The past confronts an uncertain hope of things to come in the conflict between Troy and his teen-age son Cory (Courtney B. Vance). A promising high-school athlete, Cory is being scouted for a scholarship at a Southern university. Troy, an ex-baseball star embittered at having been restricted to the Negro Leagues, and suspicious of white men's overtures, refuses to give the needed parental permission. To Troy, who has served time in prison, his promotion to being the first black garbage truck driver in the sanitation department means more than Cory's dreams of glory. The father's obduracy leads to an irreconcilable standoff.
In the meantime, Wilson is filling out the details and dimensions of this black family portrait. Ebullient, hard-working, home-loving Troy supports the household. But it is Rose Maxson (Mary Alice), his firm but gentle wife, who sustains their life together. When Troy haltingly confesses a marital infidelity, Rose accepts the innocent child whose mother dies giving birth, but she informs her husband that he is now ``womanless.''
Mr. Jones's extraordinary acting range matches the heavy demands of a role that is virtually classic in its emotional compass. Troy's many moods extend from reflective musings and high good humor to bullying sarcasm and explosive rage. Jones responds equally to the mystical elements of the writing in Troy's dialogues with death. For his part, young Mr. Vance contributes indispensably to the charged excitement of the scenes between Troy and his resentful son.

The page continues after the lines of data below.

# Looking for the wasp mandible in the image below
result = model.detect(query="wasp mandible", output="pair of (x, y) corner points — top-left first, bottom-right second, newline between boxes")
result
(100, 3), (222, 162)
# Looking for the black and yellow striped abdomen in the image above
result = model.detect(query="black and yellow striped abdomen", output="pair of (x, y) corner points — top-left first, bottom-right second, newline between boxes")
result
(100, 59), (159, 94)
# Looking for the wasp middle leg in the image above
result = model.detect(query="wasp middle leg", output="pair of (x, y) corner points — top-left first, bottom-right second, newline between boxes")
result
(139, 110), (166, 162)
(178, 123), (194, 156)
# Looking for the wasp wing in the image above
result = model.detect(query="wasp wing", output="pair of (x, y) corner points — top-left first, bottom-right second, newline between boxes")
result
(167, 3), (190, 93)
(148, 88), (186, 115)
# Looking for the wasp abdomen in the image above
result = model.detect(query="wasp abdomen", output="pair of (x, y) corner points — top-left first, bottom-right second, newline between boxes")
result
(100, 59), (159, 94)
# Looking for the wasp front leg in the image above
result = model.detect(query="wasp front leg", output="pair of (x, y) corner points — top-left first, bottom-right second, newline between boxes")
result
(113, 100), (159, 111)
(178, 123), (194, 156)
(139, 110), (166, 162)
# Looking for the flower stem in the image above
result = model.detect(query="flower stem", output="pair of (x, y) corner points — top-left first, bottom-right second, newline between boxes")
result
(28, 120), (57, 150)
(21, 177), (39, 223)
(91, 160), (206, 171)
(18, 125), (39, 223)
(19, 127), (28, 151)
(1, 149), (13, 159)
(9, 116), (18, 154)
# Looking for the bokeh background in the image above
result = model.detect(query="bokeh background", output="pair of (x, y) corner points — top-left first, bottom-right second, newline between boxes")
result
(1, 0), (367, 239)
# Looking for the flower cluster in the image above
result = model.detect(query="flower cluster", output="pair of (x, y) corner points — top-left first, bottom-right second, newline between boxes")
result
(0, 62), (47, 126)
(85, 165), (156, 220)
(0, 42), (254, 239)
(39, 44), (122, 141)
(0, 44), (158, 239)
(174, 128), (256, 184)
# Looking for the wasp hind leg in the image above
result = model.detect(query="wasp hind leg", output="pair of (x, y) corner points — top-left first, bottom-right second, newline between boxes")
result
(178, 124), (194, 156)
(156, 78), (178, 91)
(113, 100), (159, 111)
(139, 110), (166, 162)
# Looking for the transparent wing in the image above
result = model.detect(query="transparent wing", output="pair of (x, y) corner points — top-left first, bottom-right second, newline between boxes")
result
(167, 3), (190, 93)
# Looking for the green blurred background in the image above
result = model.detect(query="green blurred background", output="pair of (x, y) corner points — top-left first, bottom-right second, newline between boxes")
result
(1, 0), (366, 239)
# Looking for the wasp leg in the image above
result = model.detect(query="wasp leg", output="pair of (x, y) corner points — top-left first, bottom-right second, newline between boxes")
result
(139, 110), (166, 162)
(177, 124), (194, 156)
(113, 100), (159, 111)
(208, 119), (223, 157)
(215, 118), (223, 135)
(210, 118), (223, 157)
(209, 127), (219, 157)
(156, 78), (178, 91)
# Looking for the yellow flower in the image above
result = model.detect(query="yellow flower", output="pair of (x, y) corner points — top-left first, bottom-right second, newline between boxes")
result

As Troy's steadfast helpmeet, the incomparable Mary Alice provides the tempering presence that succeeds in modifying - if it cannot comletely curb - her husband's volatile behavior. In Miss Alice's portrayal, Rose's serenity rests on deep reserves of strength. To watch Jones and Alice in their scenes together can be a profound experience.
The splendidly composed Yale Repertory Theatre production, staged by Lloyd Richards, grasps the complex elements in which each character adds dimensionally to the portraiture. The excellent cast includes Ray Aranha as Troy's good-natured, longtime friend; Frankie R. Faison as his war-damaged brother; Charles Brown as his flippant, money-borrowing elder son (by a previous marriage); and Karima Miller as Raynell, the small child whom Rose accepts. In singing a blues song learned from their dead father, Cory and Raynell conclude this searching emotional work on a note of poignant tenderness.
Like the best of black American drama, ``Fences'' blends the unique and the universal: the unique because it explores the plight of a minority in a society not yet healed of prejudice; the universal because it is rooted in the human condition. Not surprisingly, some commentators have perceived resemblances between the father-son conflicts of ``Death of a Salesman'' and those of ``Fences.'' Such inferred comparisons don't in any way diminish the achievement of Wilson's complex, demanding, and rewarding urban folk play. The production was costumed by Candice Donnelly and lighted by Danianne Mizzy.